Files

Multiple Reductions

This example demonstrates a Multiple Reduction operation, where several different reduction computations (e.g., sum, average, max, min) are performed on the same input tensor in a single kernel launch. This is a highly efficient pattern when multiple statistics are needed for a tensor, as it requires only one read pass over the (potentially very large) input data.

Mathematical Formulation

Given an input tensor A, this operation computes a set of output scalars or vectors, \{R_0, R_1, \dots, R_N\}, where each R_i is the result of a different reduction operation applied to A.

R_0 = \bigoplus_0 A R_1 = \bigoplus_1 A ... R_N = \bigoplus_N A

Where \bigoplus_i represents a distinct reduction operation, such as:

  • sum: \sum_j A_j
  • avg: \frac{1}{N} \sum_j A_j
  • max: \max_j(A_j)
  • min: \min_j(A_j)
  • sum of squares: \sum_j A_j^2

The reductions can be performed over the entire tensor to produce a scalar, or along specific dimensions to produce a lower-rank tensor.

Algorithmic Strategy: Fused Parallel Reduction

The implementation uses a classic parallel reduction algorithm but extends it to handle multiple reduction functions simultaneously.

  1. Grid Scheduling: The input tensor is partitioned across the GPU's thread blocks. Each block is responsible for reducing a slice of the input data.

  2. Intra-Block Reduction:

    • Loading: Threads within a block cooperatively load their assigned slice of the input tensor A into shared memory.
    • Fused Accumulation: Each thread maintains a separate set of accumulators in its private registers, one for each of the N reduction operations being performed.
    • As threads iterate through the data in shared memory, they update all of their accumulators simultaneously. For example, for each element a, a thread might update its sum_accumulator += a, max_accumulator = max(max_accumulator, a), and sum_sq_accumulator += a*a.
    • Tree-Based Reduction: After processing all elements in the slice, the threads perform a parallel reduction using shared memory.
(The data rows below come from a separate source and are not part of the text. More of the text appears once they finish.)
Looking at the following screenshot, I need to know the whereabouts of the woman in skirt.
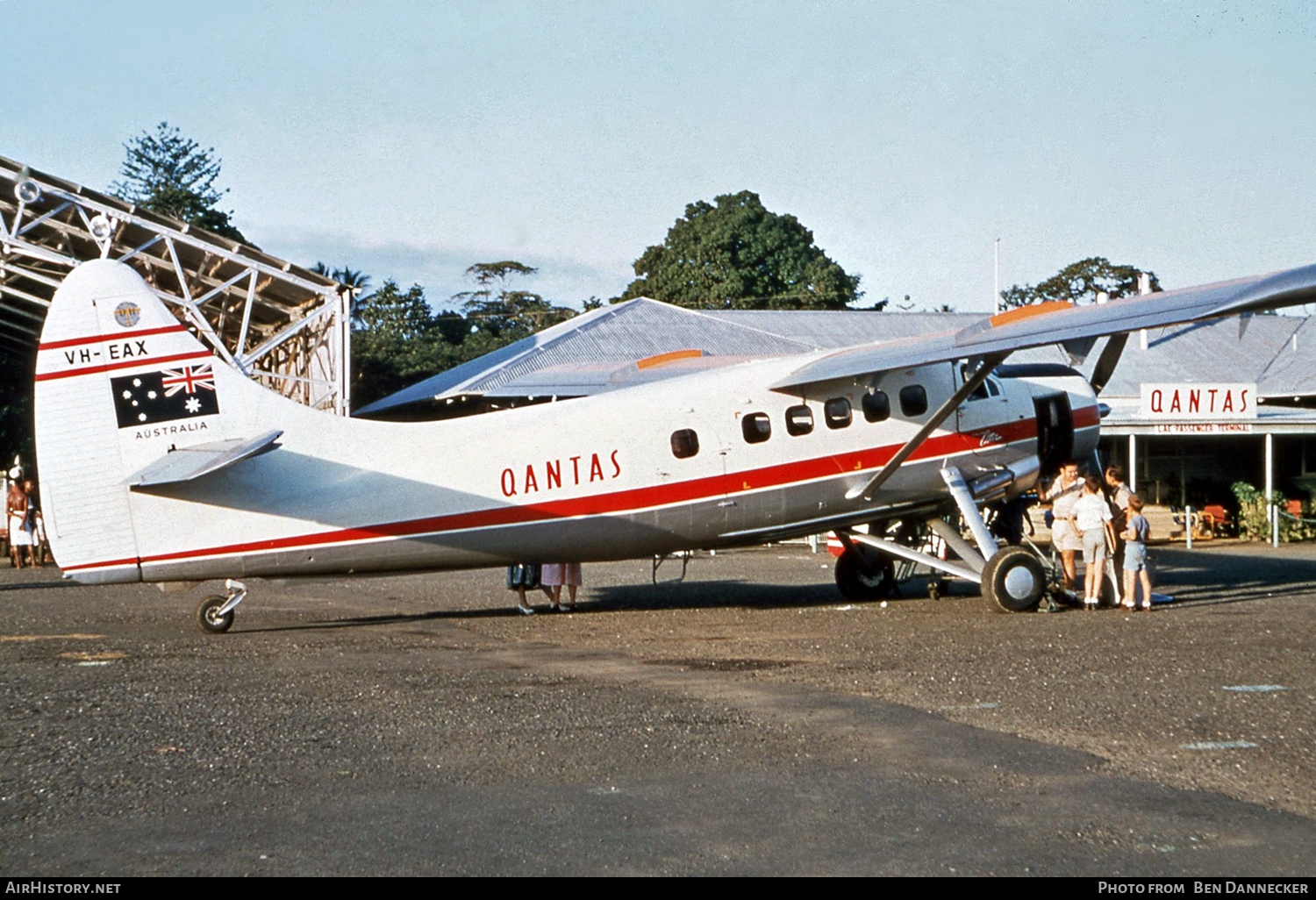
[544,563,584,612]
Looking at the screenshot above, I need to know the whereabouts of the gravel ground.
[0,545,1316,875]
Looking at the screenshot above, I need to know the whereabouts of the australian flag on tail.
[110,363,220,428]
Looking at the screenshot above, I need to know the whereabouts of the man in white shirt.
[1070,475,1115,610]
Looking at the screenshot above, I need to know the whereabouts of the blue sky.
[0,0,1316,311]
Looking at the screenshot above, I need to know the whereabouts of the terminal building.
[0,157,1316,516]
[358,299,1316,508]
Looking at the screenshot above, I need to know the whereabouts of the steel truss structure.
[0,157,352,416]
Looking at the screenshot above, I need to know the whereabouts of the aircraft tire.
[836,549,899,603]
[197,594,233,634]
[982,547,1047,612]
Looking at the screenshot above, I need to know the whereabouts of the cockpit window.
[960,363,991,400]
[786,404,813,437]
[741,413,773,444]
[823,397,850,428]
[671,428,699,460]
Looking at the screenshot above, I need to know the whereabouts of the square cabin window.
[860,391,891,423]
[823,397,850,428]
[671,428,699,460]
[786,404,813,437]
[741,413,773,444]
[900,384,928,418]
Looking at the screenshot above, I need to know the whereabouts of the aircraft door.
[955,362,1010,453]
[1033,391,1074,478]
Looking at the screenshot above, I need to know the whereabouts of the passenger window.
[958,363,989,400]
[786,404,813,437]
[671,428,699,460]
[741,413,773,444]
[823,397,850,428]
[900,384,928,418]
[860,391,891,423]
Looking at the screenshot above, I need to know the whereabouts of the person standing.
[5,479,36,568]
[1124,494,1152,610]
[1045,462,1084,591]
[507,563,553,616]
[544,563,584,612]
[1070,475,1115,610]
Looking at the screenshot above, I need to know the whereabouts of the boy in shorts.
[1124,494,1152,610]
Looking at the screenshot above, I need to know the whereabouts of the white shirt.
[1074,494,1112,532]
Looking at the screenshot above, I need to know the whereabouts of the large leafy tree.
[619,191,862,310]
[453,260,576,347]
[347,260,576,408]
[110,123,250,245]
[352,279,460,407]
[1000,257,1161,310]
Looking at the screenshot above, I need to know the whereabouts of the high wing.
[771,265,1316,391]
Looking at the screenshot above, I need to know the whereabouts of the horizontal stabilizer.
[126,432,283,491]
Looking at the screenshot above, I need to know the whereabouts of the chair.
[1202,503,1234,537]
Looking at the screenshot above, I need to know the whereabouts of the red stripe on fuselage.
[66,407,1100,571]
[37,325,187,350]
[36,350,213,382]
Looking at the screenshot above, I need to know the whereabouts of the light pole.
[991,239,1000,312]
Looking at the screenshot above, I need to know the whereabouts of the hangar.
[0,157,352,416]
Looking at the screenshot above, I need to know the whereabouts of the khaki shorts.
[1084,528,1105,563]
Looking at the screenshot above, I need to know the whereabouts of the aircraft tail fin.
[36,260,254,582]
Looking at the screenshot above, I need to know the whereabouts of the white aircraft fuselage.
[37,261,1099,583]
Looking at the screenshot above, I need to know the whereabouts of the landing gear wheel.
[983,547,1047,612]
[836,547,899,603]
[197,594,233,634]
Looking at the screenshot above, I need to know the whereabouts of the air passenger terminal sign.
[1140,383,1257,434]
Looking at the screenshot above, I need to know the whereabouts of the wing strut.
[1090,332,1129,394]
[845,350,1012,500]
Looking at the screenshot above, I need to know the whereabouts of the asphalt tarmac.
[0,545,1316,876]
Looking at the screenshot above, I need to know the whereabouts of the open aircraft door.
[955,362,1010,455]
[1033,391,1074,478]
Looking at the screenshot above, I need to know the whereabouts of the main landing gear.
[836,466,1050,612]
[836,536,900,603]
[197,578,247,634]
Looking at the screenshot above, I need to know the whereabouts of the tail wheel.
[197,594,233,634]
[982,547,1047,612]
[836,547,899,603]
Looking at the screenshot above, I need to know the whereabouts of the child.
[1124,494,1152,610]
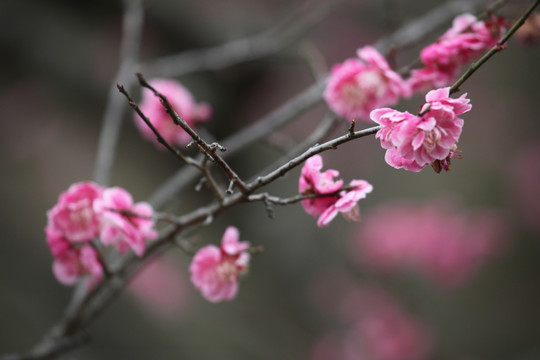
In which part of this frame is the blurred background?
[0,0,540,360]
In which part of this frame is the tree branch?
[94,0,144,186]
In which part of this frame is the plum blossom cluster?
[371,88,471,172]
[135,78,212,146]
[298,155,373,227]
[308,286,434,360]
[189,226,251,302]
[353,203,506,287]
[406,14,508,93]
[45,181,157,288]
[323,14,507,125]
[323,46,409,121]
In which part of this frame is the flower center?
[69,201,93,226]
[217,260,238,283]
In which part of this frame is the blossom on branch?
[45,181,157,288]
[135,79,212,146]
[406,14,508,93]
[324,46,409,121]
[298,155,373,227]
[47,181,103,243]
[371,88,471,172]
[94,187,157,256]
[53,245,103,289]
[189,226,250,302]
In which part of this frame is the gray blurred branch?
[148,0,486,208]
[94,0,144,185]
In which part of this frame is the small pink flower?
[298,155,373,227]
[406,14,507,92]
[189,226,250,302]
[371,88,471,172]
[94,187,157,256]
[53,245,103,289]
[135,79,212,145]
[324,46,409,120]
[47,181,103,242]
[45,227,71,257]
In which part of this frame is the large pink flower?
[406,14,507,92]
[94,187,157,256]
[371,88,471,172]
[354,203,506,287]
[135,79,212,145]
[298,155,373,227]
[324,46,409,120]
[47,181,103,242]
[53,245,103,289]
[189,226,250,302]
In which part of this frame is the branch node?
[349,119,356,137]
[225,180,234,195]
[195,177,206,192]
[202,214,214,226]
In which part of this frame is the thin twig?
[140,0,338,77]
[116,84,204,172]
[137,73,250,193]
[94,0,144,186]
[450,0,540,94]
[148,0,485,208]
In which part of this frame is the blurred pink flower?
[189,226,250,302]
[298,155,373,227]
[47,181,103,242]
[371,88,471,172]
[353,203,506,287]
[406,14,507,93]
[507,141,540,232]
[135,79,212,145]
[45,227,71,257]
[323,46,409,121]
[308,287,433,360]
[53,245,103,289]
[127,257,190,319]
[94,187,157,256]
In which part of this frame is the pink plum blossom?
[298,155,373,227]
[353,203,506,287]
[189,226,250,302]
[371,88,471,172]
[53,245,103,289]
[47,181,103,242]
[94,187,157,256]
[135,79,212,145]
[324,46,409,121]
[406,14,507,93]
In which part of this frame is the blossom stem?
[450,0,540,95]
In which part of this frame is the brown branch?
[94,0,144,186]
[450,0,540,94]
[148,0,486,208]
[137,73,251,193]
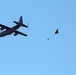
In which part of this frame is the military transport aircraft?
[0,16,28,37]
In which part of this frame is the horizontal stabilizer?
[13,21,28,28]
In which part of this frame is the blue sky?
[0,0,76,75]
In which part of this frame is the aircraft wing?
[14,31,28,36]
[0,24,10,30]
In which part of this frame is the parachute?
[47,29,60,40]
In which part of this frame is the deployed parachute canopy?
[55,29,59,34]
[47,29,60,40]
This is done for each of the N reduction types. For example, they first reduce all the sum_accumulator values to get the block's partial sum, then they reduce all the max_accumulator values to get the block's partial max, and so on.
  3. Inter-Block Reduction:

    • Each thread block writes its N partial results (the block's partial sum, partial max, etc.) to N separate temporary arrays in global memory.
    • A final, small reduction kernel is launched (or atomic operations are used) for each of the N temporary arrays to combine the partial results from all blocks into the final N output values.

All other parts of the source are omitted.